В твоих объятиях
Шрифт:
Кровь насквозь пропитала тампон на ране Рыжего. Ей нужно сделать что-то, или он истечет кровью, но с индейцев нельзя сводить взгляд. Какие-нибудь несколько минут, и те окажутся на горе.
Внимательно следя за склоном внизу, Виктория сложила очередной лоскут в подушечку и сменила окровавленную. Затем, схватив большой камень, она положила его прямо на рану.
Повернувшись снова к скале, Виктория подняла ружье и направила его на камень, за которым скрылся первый индеец.
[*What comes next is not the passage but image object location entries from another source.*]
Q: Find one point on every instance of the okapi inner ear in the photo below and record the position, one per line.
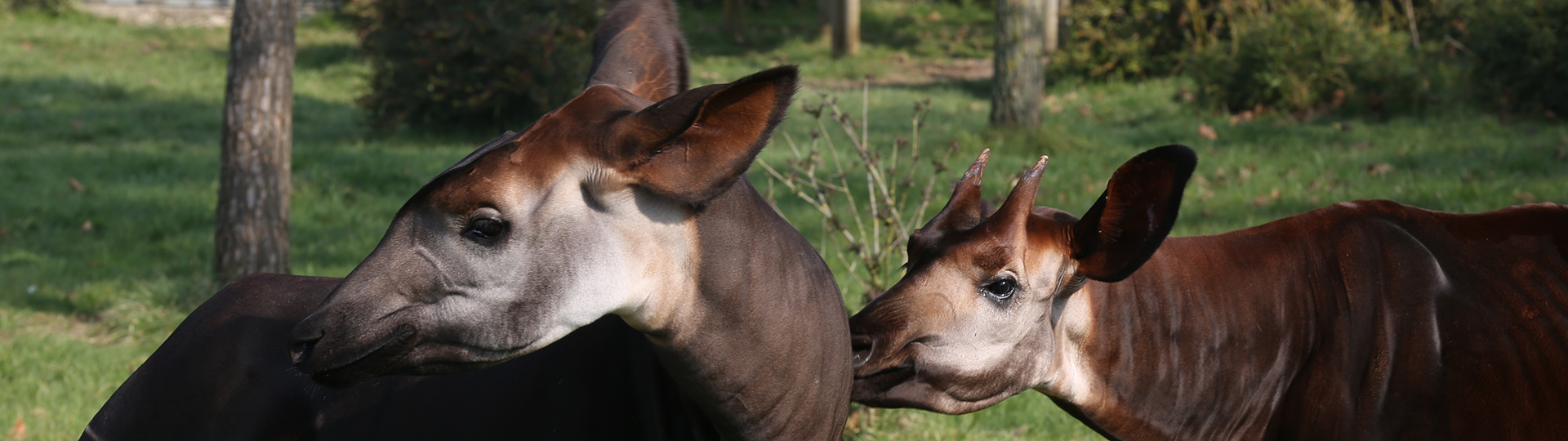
(639, 47)
(1129, 221)
(697, 143)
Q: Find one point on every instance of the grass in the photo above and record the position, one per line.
(132, 117)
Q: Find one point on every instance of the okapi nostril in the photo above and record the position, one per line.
(298, 352)
(862, 347)
(301, 349)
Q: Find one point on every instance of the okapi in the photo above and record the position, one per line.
(1360, 320)
(629, 201)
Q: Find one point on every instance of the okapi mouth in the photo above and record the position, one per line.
(369, 364)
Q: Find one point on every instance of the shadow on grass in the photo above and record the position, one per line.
(112, 189)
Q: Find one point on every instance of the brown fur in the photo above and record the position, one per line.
(1361, 320)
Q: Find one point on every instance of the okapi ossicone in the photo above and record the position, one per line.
(626, 201)
(1360, 320)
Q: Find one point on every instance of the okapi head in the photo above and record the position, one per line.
(587, 212)
(973, 322)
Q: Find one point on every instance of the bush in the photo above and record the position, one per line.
(1131, 38)
(472, 63)
(1521, 54)
(1308, 56)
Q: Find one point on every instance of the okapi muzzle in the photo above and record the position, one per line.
(586, 214)
(985, 308)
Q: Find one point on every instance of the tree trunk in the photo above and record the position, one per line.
(1414, 35)
(734, 18)
(252, 233)
(1019, 73)
(1053, 27)
(845, 27)
(825, 18)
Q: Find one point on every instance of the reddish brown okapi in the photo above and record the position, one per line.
(1360, 320)
(630, 201)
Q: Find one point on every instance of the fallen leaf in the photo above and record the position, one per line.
(1208, 132)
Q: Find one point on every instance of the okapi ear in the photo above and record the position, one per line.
(693, 145)
(1133, 217)
(639, 47)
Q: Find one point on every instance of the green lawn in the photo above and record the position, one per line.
(132, 117)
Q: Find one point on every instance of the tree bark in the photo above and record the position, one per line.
(845, 27)
(252, 233)
(734, 16)
(1019, 69)
(1053, 27)
(825, 18)
(1414, 35)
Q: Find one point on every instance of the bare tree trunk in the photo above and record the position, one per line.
(1053, 32)
(252, 233)
(1019, 74)
(825, 18)
(1410, 16)
(734, 18)
(845, 27)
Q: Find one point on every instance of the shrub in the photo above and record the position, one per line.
(472, 63)
(1521, 54)
(1308, 56)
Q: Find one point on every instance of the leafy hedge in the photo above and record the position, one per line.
(1133, 38)
(1308, 56)
(472, 63)
(1521, 54)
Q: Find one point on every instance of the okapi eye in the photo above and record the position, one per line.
(1002, 287)
(485, 228)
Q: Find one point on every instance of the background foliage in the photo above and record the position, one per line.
(1521, 54)
(1308, 56)
(472, 63)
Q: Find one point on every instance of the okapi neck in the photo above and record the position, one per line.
(1181, 354)
(764, 344)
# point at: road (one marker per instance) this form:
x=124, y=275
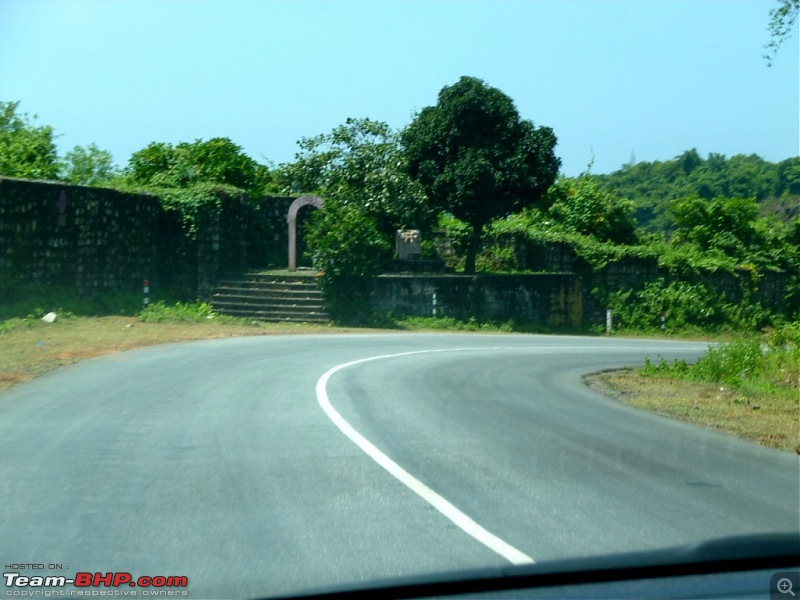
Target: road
x=221, y=461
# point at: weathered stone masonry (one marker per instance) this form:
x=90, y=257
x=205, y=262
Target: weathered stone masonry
x=89, y=238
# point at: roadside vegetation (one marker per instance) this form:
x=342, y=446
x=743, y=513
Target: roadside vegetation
x=719, y=237
x=749, y=387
Ей понадобилось подождать лишь несколько секунд, и оттуда появилась его голова. Он пытался перебежать
Теперь они знали, что она наблюдает за ними, и будут более осторожны. Она посмотрела на Рыжего. Подушечка пока оставалась белой.
Тринити возник из ближайшей впадины, словно вырвался на свет из-под земли. Пятеро индейцев следовали за ним всего в паре сотен ярдов.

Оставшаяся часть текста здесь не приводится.